Investment banking that has long been the first choice for B-school graduates no longer enjoys that status, according to placement data and experts.
In fact, much of the India campus recruitment by banks also is now focused towards tech talent — they are hiring from colleges like Indian Institutes of Technology as well as B-school graduates with an engineering background.
Sections of investment banking, such as mergers and acquisitions, are doing well, but areas like trading have been upended by automation, said executives at global banks. This means, demand has slowed for investment banking roles, but increased for tech jobs
"Markets in Europe, the US and China are challenging,” said Kanwal Kaul, a director and the head of group resourcing at Royal Bank of Scotland (RBS) in India, attributing this to the economic downturn and trade wars.
RBS’ B-school hiring this year is in line with last year, he said. At HSBC, its head of human resources in India Vikram Tandon said that while hiring from B-schools had increased, that for investment banking roles had been similar to the past two years. HSBC has doubled hiring of tech grads in the last two years. RBS has a programme specifically for B-school grads with a tech background.
Banks and NBFCs are getting increasingly disrupted by fintech and ecommerce companies. They too are building or strengthening their own platforms to deal with the challenge and need people with technology skills to drive these initiatives, said industry executives.

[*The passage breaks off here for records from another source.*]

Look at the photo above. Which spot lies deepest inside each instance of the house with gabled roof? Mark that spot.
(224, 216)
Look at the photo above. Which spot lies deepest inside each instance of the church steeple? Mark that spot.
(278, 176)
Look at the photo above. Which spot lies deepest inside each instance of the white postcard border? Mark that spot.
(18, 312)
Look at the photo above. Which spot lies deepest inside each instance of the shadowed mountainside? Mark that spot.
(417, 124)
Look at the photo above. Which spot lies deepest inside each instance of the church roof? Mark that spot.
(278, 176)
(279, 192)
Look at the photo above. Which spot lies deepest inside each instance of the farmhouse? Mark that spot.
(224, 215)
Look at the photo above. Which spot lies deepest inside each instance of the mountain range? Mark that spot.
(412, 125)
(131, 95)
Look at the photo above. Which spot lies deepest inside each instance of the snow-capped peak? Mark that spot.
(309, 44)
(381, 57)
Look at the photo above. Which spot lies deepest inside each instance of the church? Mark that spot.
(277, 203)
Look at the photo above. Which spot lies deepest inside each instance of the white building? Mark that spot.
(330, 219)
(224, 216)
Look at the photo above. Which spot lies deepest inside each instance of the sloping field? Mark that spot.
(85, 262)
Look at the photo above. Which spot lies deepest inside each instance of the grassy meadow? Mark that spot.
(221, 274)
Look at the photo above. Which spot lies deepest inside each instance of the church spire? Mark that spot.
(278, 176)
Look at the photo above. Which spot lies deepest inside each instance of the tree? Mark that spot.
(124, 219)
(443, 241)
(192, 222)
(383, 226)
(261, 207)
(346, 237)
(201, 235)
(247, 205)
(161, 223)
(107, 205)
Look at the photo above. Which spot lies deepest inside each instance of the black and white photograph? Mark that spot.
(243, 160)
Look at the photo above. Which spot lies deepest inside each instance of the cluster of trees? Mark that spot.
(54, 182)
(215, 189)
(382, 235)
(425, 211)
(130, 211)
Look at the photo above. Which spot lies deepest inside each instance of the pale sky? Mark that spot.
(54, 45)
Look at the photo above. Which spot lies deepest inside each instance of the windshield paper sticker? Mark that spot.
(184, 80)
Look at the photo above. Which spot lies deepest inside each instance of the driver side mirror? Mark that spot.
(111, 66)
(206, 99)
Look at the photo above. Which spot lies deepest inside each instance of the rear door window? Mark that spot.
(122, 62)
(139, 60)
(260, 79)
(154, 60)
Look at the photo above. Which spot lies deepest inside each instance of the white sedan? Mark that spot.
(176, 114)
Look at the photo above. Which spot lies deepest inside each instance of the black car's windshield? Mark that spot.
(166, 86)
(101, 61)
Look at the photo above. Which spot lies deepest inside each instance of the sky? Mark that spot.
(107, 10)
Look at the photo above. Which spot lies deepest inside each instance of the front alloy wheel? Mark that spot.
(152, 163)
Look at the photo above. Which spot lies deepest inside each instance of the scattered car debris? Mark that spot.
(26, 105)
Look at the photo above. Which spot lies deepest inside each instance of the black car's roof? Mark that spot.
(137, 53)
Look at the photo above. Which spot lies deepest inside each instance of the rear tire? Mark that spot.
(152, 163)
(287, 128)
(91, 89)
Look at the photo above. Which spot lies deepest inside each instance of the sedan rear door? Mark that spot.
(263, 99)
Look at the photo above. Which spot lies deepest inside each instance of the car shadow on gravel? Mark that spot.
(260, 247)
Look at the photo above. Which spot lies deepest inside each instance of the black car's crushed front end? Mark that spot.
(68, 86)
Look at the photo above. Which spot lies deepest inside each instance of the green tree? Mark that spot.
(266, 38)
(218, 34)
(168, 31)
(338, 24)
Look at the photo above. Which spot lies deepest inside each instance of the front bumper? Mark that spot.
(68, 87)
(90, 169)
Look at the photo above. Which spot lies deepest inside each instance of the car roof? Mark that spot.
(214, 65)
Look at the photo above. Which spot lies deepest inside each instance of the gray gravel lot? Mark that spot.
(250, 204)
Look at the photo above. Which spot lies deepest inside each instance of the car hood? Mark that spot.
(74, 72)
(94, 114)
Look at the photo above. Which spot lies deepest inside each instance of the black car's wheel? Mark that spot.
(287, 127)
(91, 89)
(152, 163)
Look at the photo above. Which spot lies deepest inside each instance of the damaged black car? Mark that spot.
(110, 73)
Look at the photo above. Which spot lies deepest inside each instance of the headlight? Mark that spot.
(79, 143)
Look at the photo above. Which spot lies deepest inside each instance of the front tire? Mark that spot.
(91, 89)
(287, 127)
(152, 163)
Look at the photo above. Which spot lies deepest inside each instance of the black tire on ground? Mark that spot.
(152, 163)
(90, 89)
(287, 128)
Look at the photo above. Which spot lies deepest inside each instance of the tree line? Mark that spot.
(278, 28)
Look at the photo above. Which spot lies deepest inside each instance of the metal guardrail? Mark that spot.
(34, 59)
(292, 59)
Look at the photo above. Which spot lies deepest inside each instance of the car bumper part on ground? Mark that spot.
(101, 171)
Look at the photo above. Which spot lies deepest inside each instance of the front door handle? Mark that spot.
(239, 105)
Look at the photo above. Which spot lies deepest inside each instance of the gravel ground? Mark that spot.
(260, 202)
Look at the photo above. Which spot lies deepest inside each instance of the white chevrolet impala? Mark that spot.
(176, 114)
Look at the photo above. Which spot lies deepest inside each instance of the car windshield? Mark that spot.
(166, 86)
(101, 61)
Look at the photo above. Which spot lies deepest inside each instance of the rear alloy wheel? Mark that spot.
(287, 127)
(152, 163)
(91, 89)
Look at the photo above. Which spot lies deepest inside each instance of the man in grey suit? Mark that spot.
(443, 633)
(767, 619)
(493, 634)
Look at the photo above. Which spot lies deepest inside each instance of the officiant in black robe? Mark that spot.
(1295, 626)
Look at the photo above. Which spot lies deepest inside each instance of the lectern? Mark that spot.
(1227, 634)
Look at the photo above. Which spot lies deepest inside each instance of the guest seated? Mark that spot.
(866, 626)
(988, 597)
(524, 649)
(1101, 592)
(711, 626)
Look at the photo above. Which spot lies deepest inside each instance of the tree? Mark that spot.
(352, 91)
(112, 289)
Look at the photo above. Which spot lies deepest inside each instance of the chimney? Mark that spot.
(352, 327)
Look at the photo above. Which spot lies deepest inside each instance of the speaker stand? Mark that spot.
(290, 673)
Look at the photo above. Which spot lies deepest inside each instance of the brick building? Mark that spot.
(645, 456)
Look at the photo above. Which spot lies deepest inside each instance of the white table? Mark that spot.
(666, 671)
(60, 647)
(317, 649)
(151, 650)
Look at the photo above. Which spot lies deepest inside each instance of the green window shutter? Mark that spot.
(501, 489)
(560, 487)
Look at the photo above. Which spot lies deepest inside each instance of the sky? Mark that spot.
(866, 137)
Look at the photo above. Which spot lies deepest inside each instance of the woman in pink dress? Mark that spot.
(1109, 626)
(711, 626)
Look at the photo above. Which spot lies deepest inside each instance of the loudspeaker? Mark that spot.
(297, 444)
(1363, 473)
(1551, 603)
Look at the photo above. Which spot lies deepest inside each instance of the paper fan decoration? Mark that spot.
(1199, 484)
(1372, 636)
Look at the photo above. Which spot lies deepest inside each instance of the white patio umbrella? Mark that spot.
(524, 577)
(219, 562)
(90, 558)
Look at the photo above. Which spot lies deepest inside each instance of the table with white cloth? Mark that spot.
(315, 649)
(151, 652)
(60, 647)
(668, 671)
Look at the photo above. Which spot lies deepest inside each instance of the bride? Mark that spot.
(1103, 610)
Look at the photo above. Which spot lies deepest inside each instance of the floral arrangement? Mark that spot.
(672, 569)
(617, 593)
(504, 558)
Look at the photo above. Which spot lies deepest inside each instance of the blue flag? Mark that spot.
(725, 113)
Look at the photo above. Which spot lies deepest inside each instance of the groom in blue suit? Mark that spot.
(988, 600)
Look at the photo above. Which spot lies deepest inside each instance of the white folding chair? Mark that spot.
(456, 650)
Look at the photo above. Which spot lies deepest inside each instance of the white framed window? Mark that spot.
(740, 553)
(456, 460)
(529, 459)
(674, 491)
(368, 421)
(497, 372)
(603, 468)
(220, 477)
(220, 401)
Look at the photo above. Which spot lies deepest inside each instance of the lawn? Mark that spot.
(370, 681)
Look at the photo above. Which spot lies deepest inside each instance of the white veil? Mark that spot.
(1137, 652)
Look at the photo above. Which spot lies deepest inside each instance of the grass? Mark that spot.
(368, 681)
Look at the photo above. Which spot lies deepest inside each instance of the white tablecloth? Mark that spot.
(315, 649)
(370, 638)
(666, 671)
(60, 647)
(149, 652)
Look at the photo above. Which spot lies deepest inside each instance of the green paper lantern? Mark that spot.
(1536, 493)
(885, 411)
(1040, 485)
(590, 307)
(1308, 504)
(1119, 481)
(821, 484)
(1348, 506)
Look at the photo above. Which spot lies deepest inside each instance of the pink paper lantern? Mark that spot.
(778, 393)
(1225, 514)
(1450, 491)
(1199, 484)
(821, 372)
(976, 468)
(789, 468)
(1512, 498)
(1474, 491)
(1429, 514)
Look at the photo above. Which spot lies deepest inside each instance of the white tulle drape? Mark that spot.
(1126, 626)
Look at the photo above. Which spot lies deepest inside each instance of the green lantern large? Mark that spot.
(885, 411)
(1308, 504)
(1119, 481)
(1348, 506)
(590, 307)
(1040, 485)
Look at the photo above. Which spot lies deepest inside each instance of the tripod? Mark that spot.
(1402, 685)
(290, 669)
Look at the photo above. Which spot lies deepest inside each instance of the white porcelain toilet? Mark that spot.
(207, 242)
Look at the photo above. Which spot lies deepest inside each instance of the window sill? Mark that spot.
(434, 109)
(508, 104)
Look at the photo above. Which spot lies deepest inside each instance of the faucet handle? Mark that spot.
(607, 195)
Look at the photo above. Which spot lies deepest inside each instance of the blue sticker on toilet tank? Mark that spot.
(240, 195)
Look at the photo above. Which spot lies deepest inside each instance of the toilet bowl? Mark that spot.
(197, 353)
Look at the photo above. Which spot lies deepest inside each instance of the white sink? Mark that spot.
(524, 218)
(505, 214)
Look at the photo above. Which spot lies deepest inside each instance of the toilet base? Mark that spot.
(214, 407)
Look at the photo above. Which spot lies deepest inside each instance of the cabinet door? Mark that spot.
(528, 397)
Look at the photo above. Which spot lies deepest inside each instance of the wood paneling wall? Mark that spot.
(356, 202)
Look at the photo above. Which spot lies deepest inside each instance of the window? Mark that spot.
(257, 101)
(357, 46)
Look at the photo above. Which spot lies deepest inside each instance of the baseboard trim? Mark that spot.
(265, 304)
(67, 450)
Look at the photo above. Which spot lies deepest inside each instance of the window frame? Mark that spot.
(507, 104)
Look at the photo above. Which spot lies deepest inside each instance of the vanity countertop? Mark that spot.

“We have emphasized as a company to have a much stronger software engineering discipline,” Lori Beer, the global chief information officer at JPMorgan Chase, told ET during a recent interaction. “The way we build technology today is pivoting back to having small teams and being deeply technical with our solutions.”
Technology now underpins everything a bank does, said Kaul of RBS. At the bank, tech graduates account for 60% of entry-level hiring, he said.
But competition for this talent is stiff, from companies like Google and Amazon that pay “twice or thrice” as much as banks, said a recruiter, who asked not to be named. “Tradeoffs have to be made based on what you can pay and what is the right thing to pay.”
Batch size at B-schools has been increasing every year, but hiring of investment bankers has not been increasing as fast. At IIM-Ahmedabad, the number of people hired per company in the investment banking, private equity and markets sector (which the institute separates from the BFSI Sector as a whole) has reduced, said placement coordinator Amit Karna.
However, the overall share of this sector in campus hiring this year has increased, because the institute has attracted a larger number of recruiters.
Top institutes are able to attract a bigger number of recruiters due to their pull and brand name. IIM-Calcutta’s chairperson of placements, Abhishek Goel, said the institute had seen more offers from the BFSI sector because it had attracted new companies. There are more recruiters hiring, but the numbers for most are fewer than last year, he said.
The dean of placements at Management Development Institute, Gurgaon, Kanwal Kapil, said based on early trends, he expected no improvement in the job offers from banks, compared with last year’s 25.7% share in the final placements.